This is one of the best royalty-photographs book I've ever read. Everything about it is fantastic: the pictures themselves, the details, the writing.
Prince Michael of Greece, the author, is the son of Prince Christopher of Greece, whose father was Nicholas II's uncle King George I. Prince Christopher grew up visiting Russia with his Russian mother, Queen Olga, and knew the Tsar's family well. When Russia decided, not so long ago, to open their 'Romanov archives', Prince Michael, as one of the Tsar's last living relatives and an author, was invited to see the photograph albums of the Tsar's four daughters.

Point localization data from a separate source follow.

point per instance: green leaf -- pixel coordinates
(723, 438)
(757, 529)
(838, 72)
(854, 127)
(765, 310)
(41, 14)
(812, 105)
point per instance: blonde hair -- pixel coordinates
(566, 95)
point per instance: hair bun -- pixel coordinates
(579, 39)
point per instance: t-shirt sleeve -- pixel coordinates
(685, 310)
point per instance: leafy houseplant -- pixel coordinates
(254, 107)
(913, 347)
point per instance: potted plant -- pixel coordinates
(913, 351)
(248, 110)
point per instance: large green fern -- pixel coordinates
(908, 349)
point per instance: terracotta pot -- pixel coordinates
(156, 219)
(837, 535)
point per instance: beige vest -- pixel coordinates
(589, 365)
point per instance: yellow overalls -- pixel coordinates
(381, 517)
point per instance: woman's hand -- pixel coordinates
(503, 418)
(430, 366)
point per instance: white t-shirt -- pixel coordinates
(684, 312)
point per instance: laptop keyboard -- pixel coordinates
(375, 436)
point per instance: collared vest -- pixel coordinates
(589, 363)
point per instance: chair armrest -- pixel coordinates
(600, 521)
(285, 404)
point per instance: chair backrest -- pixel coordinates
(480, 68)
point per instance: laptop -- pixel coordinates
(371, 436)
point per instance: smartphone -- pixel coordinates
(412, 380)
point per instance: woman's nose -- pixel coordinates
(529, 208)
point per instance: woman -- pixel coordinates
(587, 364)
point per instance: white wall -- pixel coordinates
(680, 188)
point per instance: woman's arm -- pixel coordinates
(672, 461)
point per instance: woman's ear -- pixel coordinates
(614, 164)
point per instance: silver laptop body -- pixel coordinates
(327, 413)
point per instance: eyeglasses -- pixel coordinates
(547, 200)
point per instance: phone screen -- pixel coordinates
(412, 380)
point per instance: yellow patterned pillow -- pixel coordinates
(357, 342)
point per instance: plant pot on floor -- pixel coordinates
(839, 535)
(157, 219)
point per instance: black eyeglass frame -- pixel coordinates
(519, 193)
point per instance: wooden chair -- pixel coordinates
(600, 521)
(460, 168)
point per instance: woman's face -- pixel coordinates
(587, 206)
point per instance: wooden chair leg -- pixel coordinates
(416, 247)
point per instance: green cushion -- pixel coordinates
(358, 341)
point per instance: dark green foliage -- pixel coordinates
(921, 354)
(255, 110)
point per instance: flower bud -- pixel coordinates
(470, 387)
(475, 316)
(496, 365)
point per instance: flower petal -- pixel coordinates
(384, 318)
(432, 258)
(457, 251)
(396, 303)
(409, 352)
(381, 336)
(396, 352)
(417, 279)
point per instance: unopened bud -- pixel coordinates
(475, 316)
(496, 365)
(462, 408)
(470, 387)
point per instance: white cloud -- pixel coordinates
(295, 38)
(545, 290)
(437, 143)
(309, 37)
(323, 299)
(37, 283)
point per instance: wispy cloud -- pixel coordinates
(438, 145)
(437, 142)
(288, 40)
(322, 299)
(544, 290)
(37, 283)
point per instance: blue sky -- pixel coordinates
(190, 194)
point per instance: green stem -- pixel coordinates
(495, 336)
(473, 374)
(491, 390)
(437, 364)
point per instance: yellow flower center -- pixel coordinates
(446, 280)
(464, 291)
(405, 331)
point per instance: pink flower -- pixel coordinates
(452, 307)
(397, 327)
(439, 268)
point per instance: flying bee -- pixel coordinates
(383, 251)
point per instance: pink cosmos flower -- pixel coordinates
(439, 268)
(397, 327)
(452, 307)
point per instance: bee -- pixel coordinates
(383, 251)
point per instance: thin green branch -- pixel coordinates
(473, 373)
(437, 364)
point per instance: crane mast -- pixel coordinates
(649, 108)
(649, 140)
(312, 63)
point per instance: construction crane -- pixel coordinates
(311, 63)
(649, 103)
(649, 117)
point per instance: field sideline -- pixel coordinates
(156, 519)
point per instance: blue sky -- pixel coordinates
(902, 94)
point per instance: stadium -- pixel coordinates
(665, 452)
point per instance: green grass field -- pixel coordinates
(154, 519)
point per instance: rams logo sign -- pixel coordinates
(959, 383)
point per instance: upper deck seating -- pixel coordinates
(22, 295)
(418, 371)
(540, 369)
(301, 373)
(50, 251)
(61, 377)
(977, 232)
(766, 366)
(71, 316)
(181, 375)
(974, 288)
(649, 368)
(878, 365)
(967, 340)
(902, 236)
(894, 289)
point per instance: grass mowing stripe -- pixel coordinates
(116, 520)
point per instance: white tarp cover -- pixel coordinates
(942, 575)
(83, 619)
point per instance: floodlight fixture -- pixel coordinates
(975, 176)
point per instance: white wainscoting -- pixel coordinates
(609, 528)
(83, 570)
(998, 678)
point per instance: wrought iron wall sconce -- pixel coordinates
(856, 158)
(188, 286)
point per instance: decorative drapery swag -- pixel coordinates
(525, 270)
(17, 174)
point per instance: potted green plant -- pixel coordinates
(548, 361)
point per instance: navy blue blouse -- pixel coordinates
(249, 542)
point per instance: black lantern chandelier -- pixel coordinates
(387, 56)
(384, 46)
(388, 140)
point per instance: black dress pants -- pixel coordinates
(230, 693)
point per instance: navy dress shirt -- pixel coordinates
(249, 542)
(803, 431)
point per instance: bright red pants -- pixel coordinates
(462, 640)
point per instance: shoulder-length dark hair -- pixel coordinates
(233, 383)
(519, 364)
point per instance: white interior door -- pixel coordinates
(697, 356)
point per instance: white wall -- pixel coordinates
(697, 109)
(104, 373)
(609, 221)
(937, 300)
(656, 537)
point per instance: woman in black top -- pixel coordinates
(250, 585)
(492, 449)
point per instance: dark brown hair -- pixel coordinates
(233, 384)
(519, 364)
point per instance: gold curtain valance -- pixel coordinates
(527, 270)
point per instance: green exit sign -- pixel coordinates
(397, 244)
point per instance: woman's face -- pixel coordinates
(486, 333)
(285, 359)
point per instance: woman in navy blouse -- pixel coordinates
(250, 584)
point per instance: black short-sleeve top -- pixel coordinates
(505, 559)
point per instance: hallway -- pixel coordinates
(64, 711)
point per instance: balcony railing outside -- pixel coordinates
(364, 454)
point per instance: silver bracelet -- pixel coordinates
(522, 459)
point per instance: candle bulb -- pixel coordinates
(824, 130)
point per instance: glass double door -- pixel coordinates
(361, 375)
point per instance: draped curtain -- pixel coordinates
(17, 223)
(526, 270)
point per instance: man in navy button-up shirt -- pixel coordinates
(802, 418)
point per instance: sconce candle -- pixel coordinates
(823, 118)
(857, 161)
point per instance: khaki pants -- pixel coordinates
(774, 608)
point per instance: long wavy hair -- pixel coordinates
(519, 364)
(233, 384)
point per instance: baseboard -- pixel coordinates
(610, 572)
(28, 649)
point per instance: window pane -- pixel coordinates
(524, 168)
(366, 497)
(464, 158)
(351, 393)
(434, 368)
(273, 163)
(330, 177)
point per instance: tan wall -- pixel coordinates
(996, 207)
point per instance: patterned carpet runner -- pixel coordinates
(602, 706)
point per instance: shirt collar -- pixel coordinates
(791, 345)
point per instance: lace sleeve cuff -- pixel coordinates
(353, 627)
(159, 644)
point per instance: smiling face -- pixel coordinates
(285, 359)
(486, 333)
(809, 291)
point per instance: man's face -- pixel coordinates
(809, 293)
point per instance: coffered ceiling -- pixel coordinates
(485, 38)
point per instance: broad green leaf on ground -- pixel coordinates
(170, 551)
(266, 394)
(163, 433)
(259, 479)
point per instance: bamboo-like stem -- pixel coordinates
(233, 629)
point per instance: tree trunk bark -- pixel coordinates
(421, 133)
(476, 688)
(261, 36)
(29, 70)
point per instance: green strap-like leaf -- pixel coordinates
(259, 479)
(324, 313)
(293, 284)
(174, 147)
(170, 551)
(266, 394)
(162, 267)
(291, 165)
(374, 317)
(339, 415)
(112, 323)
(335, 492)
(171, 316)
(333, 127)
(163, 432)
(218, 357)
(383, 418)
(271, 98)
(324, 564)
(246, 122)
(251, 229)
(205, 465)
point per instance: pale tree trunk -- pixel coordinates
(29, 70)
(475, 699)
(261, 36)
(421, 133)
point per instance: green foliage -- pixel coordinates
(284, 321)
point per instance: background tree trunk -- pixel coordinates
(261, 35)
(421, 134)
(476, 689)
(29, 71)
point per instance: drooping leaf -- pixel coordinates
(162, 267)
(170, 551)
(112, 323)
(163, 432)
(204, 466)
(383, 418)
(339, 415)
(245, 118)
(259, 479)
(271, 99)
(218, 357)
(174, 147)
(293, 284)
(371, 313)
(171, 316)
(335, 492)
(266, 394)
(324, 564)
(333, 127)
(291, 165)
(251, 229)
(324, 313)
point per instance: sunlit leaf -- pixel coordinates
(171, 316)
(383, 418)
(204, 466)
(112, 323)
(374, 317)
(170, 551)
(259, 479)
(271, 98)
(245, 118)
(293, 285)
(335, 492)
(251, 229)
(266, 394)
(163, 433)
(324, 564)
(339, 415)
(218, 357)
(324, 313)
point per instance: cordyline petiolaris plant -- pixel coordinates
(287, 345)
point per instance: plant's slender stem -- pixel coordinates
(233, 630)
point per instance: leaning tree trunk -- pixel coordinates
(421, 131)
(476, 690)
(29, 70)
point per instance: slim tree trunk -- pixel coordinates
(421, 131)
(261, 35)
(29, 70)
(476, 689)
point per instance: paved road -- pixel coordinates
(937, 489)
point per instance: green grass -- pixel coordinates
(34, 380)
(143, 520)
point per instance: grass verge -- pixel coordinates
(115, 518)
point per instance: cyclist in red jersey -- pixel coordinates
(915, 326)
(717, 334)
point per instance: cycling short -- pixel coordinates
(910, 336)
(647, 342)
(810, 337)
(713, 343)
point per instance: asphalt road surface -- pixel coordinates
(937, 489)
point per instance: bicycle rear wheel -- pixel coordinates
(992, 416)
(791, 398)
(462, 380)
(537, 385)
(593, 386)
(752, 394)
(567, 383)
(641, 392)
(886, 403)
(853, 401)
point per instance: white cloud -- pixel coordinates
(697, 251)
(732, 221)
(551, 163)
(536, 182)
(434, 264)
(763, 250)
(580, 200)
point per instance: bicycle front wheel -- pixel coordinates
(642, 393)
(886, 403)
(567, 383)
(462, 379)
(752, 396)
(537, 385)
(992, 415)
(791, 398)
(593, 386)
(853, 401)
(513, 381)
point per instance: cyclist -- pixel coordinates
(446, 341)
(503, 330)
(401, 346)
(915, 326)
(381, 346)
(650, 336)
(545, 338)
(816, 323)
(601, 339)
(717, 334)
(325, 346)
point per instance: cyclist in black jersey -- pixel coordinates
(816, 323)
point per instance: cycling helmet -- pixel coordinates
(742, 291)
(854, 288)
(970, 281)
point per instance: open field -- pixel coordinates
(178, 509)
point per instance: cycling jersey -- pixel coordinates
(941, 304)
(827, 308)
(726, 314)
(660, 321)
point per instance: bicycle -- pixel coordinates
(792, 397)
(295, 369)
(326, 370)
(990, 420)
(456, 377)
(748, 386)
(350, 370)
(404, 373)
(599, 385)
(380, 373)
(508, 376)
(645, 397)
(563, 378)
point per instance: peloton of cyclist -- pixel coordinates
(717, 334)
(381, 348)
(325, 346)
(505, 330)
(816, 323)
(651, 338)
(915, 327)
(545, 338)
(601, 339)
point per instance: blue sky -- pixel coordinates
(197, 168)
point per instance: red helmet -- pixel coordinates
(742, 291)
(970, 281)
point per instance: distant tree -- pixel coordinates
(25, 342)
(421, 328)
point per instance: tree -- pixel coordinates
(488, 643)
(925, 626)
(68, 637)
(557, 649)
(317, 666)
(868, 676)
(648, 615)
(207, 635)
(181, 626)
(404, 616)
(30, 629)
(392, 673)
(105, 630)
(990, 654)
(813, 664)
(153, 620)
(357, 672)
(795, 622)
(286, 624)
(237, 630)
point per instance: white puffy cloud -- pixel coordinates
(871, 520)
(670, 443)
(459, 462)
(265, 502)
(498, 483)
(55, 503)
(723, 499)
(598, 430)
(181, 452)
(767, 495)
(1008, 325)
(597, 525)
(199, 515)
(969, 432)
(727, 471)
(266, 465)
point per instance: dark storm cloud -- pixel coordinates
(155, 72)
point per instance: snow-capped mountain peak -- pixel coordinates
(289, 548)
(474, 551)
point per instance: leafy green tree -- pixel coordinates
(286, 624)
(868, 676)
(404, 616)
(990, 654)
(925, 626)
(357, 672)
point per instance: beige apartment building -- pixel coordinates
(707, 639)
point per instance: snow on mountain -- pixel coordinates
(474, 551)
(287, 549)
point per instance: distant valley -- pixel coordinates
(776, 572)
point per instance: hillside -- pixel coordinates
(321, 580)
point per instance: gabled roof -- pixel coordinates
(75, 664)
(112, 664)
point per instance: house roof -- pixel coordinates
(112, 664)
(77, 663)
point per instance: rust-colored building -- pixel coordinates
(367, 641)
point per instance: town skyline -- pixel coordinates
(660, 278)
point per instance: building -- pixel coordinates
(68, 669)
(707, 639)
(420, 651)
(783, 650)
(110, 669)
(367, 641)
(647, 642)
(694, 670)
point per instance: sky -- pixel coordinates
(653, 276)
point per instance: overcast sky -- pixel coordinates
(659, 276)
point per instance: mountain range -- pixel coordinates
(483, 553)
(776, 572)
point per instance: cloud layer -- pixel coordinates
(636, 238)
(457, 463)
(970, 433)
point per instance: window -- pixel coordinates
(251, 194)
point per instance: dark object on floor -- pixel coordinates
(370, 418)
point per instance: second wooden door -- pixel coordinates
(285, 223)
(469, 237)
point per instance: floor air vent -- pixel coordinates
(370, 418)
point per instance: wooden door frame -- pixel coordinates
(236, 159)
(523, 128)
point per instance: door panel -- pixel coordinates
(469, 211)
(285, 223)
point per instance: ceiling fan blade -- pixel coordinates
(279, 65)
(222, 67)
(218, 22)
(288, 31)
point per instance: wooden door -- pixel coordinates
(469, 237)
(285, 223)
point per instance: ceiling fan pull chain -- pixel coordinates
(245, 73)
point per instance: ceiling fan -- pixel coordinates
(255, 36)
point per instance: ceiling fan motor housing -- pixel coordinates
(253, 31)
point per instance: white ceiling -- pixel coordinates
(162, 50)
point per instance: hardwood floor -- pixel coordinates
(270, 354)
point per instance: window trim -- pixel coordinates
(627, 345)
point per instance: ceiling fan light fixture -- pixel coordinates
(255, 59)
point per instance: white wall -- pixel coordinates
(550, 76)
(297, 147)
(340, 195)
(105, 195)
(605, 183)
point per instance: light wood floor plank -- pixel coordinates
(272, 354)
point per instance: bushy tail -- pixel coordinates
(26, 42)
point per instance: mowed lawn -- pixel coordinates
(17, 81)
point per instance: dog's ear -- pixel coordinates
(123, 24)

The pictures he found were published in this book with amazing detail and they are breathtaking. These are not official photographs, but the ones the girls took on vacations in the Crimea or during lessons. We get to see a whole different world of people who have been so misunderstood by History. We see the loving father in long walks with his girls, the little boy sitting next to his sick mother in bed, the four sisters who clearly loved each other so much. We see a family that, true, lived in their own little world, but were so happy in it. We see the haemophiliac Alexei as a normal boy, being buried in the sand at a beach by his father and sisters. And Olga reading, Tatiana posing looking impecably regal, Maria always smiling, Anastasia in many different practicaly jokes.
I can't praise this book enough, it gives a completely new outlook to the Romanov family, and I got teary-eyed looking at the pictures more than once.
And I think there's something especially touching about reading about the Romanovs from the perspective of someone whose father knew them so well. I know I'll never look at pictures of Prince Christopher with his cousins again in the same way.
(In six years of looking for this book online - constantly - I only found it once under $100, which was when I bought it - and for $20. So I recommend to keep looking, it's really worth it.)